Il sindaco di Notaresco alza la voce, a giorni un incontro tra dirigenti nazionali e l’azienda che non riesce a far funzionare le sue linee altamente informatizzate

NOTARESCO. Una grande fabbrica 4.0, ovvero completamente digitalizzata, che non riesce a funzionare – e non può essere inaugurata – perché nella linea elettrica ci sono continui buchi di tensione. Il caso è troppo clamoroso per passare inosservato e non poteva non finire sui tavoli di “quelli che contano”. Nel caso, all’attenzione dei vertici Enel di Roma. La prossima settimana, dunque, qualcuno della direzione nazionale di E-distribuzione verrà a Notaresco per affrontare, insieme ai dirigenti abruzzesi, il problema della Cubo Design, lo stabilimento di cucine del gruppo Arangiaro sorto di recente all’uscita della Teramo-mare con un investimento da 20 milioni di euro che ha prodotto 97 nuovi posti di lavoro. La Cubo Design, da quando ha cominciato i test delle nuove linee di produzione altamente informatizzate, li ha visti continuamente “sporcati” da buchi di tensione nella rete elettrica, perdendo il 20 per cento della produttività.

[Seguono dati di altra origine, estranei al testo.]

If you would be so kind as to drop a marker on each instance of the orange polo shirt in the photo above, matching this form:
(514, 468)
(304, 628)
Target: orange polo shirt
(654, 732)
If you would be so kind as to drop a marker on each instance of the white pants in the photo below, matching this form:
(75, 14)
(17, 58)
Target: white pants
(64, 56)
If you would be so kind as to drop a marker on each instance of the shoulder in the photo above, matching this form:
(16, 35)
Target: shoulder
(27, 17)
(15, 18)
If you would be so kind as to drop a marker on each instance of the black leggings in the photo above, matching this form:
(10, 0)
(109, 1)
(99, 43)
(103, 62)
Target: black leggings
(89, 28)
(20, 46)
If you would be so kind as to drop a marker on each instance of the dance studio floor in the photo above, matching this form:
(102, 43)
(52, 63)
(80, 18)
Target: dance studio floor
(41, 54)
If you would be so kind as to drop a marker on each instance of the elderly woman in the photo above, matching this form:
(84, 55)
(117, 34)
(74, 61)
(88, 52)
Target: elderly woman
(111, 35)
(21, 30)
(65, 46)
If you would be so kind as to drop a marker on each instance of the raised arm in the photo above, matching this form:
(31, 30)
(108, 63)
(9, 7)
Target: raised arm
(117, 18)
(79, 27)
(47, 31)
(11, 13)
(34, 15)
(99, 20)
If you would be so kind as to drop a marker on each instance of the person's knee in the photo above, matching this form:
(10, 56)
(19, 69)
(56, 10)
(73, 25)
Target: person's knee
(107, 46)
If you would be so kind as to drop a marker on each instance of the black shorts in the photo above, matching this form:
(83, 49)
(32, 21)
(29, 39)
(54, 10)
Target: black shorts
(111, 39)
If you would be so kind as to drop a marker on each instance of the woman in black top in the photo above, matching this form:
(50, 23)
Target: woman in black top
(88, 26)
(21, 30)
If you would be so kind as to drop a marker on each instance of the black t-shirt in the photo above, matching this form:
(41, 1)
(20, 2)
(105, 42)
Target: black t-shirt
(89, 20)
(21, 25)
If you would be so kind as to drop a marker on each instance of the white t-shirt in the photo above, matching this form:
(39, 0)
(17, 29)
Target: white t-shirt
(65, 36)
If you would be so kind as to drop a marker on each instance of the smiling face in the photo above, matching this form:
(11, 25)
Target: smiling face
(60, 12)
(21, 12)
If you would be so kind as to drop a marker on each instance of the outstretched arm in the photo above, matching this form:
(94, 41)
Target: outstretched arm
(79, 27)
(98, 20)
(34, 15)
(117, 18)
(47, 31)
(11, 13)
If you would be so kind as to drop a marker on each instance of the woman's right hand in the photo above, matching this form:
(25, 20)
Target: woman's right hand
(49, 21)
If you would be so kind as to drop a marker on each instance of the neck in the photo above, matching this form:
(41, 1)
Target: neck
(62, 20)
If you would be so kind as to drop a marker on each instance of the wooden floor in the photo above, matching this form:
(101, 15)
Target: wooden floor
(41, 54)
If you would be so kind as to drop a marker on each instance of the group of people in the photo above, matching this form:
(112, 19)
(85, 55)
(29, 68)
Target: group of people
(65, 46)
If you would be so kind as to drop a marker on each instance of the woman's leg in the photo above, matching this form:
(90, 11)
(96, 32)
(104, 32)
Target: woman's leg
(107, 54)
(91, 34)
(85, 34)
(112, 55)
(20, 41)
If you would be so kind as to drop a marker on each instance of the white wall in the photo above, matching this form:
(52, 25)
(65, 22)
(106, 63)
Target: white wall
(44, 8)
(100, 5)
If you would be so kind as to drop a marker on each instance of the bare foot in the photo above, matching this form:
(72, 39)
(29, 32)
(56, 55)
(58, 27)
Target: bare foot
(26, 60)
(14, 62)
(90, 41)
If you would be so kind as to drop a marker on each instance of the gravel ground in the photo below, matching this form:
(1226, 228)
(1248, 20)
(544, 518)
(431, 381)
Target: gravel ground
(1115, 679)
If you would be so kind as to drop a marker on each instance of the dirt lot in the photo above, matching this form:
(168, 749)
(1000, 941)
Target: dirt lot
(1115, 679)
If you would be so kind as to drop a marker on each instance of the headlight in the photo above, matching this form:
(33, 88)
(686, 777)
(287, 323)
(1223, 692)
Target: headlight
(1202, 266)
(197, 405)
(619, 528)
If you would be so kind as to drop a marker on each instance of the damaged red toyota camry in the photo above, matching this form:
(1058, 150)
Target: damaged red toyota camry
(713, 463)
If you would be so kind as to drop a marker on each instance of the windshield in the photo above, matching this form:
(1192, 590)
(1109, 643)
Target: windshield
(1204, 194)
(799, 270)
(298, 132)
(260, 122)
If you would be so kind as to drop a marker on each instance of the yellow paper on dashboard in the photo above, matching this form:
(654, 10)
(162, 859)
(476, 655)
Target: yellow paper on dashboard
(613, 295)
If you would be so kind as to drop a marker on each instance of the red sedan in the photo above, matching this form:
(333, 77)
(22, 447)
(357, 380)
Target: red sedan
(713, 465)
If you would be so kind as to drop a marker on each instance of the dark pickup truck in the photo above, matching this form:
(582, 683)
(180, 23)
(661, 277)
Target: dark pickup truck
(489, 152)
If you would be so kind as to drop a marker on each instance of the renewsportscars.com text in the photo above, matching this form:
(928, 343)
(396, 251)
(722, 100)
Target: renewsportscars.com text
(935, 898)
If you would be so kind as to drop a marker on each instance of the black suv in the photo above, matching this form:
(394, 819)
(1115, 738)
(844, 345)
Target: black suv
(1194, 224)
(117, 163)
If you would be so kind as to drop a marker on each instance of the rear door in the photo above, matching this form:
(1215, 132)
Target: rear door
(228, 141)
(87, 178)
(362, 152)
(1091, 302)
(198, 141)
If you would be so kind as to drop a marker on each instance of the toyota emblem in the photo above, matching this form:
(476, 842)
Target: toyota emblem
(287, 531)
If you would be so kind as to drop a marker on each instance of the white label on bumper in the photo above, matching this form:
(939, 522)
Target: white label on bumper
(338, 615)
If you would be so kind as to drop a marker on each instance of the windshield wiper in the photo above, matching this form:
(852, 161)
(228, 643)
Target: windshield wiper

L’altro ieri, dopo una giornata con ben sette fermi delle linee, l’imprenditore Antonio Arangiaro ha denunciato al Centro l’incresciosa situazione di cui è vittima la sua azienda. A ruota si è mosso il sindaco di Notaresco Diego Di Bonaventura, che per portare questa fabbrica-gioiello nel suo territorio si è molto battuto anni fa. Di Bonaventura dice: «Sono tornato a fare la voce grossa con Enel come dopo la nevicata del 2017, bisogna risolvere una questione che non può esistere: un privato che ha investito 20 milioni non può avere problemi di elettricità. La settimana prossima verranno dirigenti nazionali Enel e i responsabili della zona L’Aquila-Teramo per incontrare l’azienda. Intanto è stato già messo in campo un intervento-tampone per arginare il problema». I buchi di tensione, secondo E-distribuzione, non dipendono direttamente dalla linea ma dalla mancata manutenzione della cabina di un altro cliente di media tensione. Che dovrebbe fare questa manutenzione, ma non la fa. «Questa cosa, cioé che è colpa di un terzo, non la tollero», aggiunge Di Bonaventura, «e sono pronto a qualsiasi azione. Chi deve fare ha trenta giorni per fare, altrimenti questi signori subiranno quello che devono subire».